Nguyen beams with pride when she talks about her husband’s “celebrity” status in St. Louis and beyond. He was recently featured in Food & Wine magazine, with Nudo’s Beef Pho on the cover.
“He’s being recognized here, at the airport. We just did a pho master class in Napa Valley. We were in Napa! And these people chose to come to learn about pho. And that cover (in Food & Wine) that says, ‘Comfort Food’ on it with the pho? In America? It makes me proud. We’re not so different, after all. It puts the cherry on the top of my journey.”
Nguyen may be modest about the role she’s played in her husband’s success in the restaurant business, but she’s convinced she’s better than he is in the kitchen – and more well-rounded.
“I really like food, I’ve learned how to make all kinds of different food – and I can bake!” she said.
In fact, Nguyen excels at baking so much that she took charge of an “Epic Bake Sale” in 2015 to benefit Siteman Cancer Center.
“Cancer has ravaged my family – my brother, grandfather, cousin, uncle, both of Qui’s grandparents … it seems it’s someone in our family every two years,” she said.
And Nguyen plans on taking her entrepreneurial and business savvy to new heights with new opportunities. One of her current projects is the Love Run 5K on Sunday, May 20, in Kirkwood City Park. Proceeds from the event benefit the Ollie Hinkle Heart Foundation and the Children’s Heart Foundation.
“I like to do 5Ks. I started running after my brother passed away. He was going to beat cancer, and he was going to run a marathon after he did,” Nguyen said. “So after my brother passed away, I ran the marathon.”

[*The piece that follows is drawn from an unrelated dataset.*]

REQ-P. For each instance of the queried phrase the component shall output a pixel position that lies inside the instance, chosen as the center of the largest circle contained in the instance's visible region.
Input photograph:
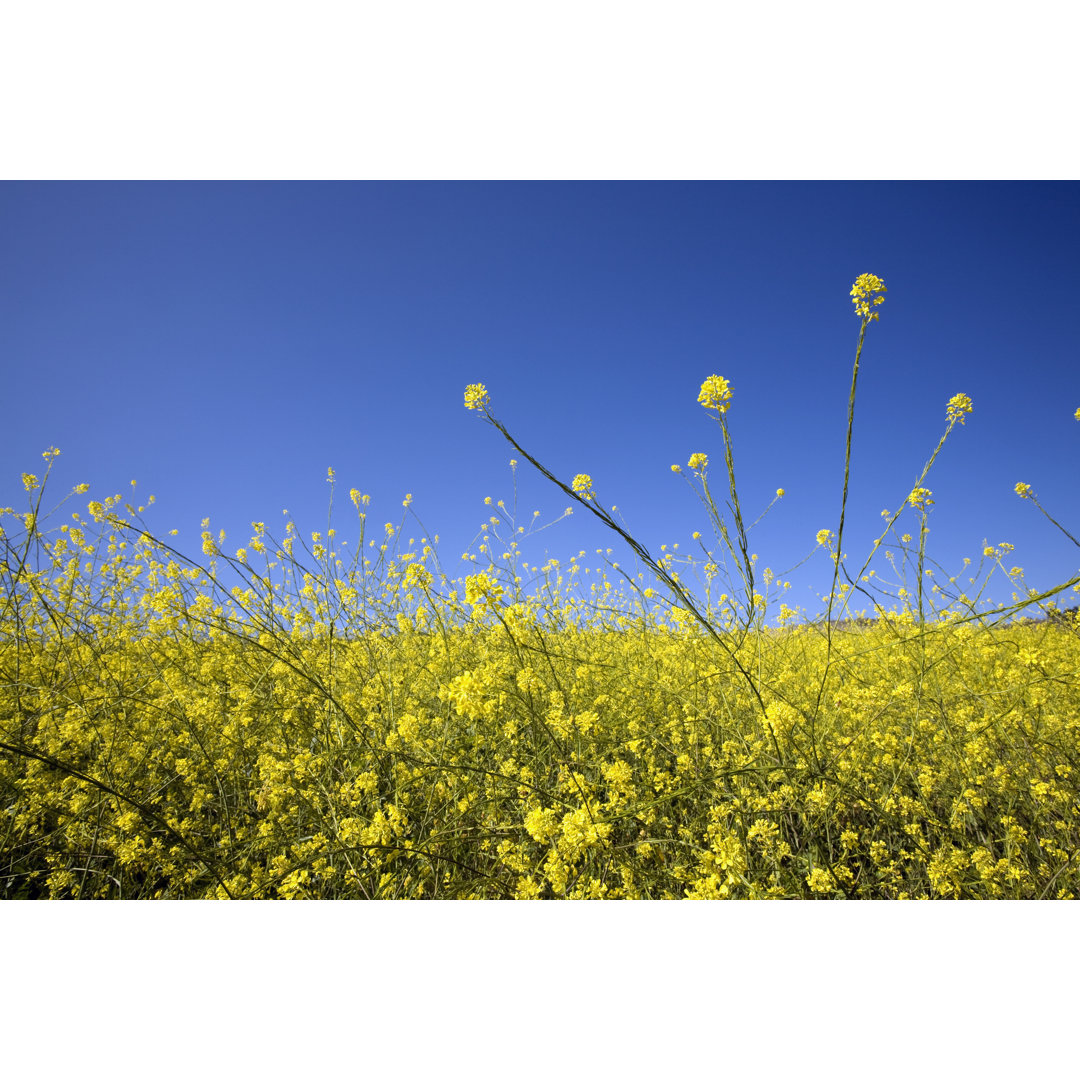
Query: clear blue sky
(224, 343)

And while she related that difficult time in her life with a touch of sadness, Nguyen knows that she and her siblings have been fortunate, for they grew up together living the American dream.
“I like to hear the stories of what happened before I came along. My grandmother lived through the French occupation, the Japanese occupation, the Chinese migration, through multiple conflicts and wars … ,” she said. “From what I understand, my grandparents had a pretty decent life in the midst of all that. They were very resourceful; my grandfather made shoes out of old tires, my grandmother and her mother sold fabric on their bikes. They had a general store that sold knickknacks, and my parents helped them run an optical store. When the Communists took over, all of that was taken away from them.”
Nguyen said knowing the stories of her past is key to her present – and future.
“You need to be rooted in story,” she said. “The journey that brought me here as a child is a story that isn’t mine to tell, but the story I live in the United States as an immigrant is my own – and the two must exist together.”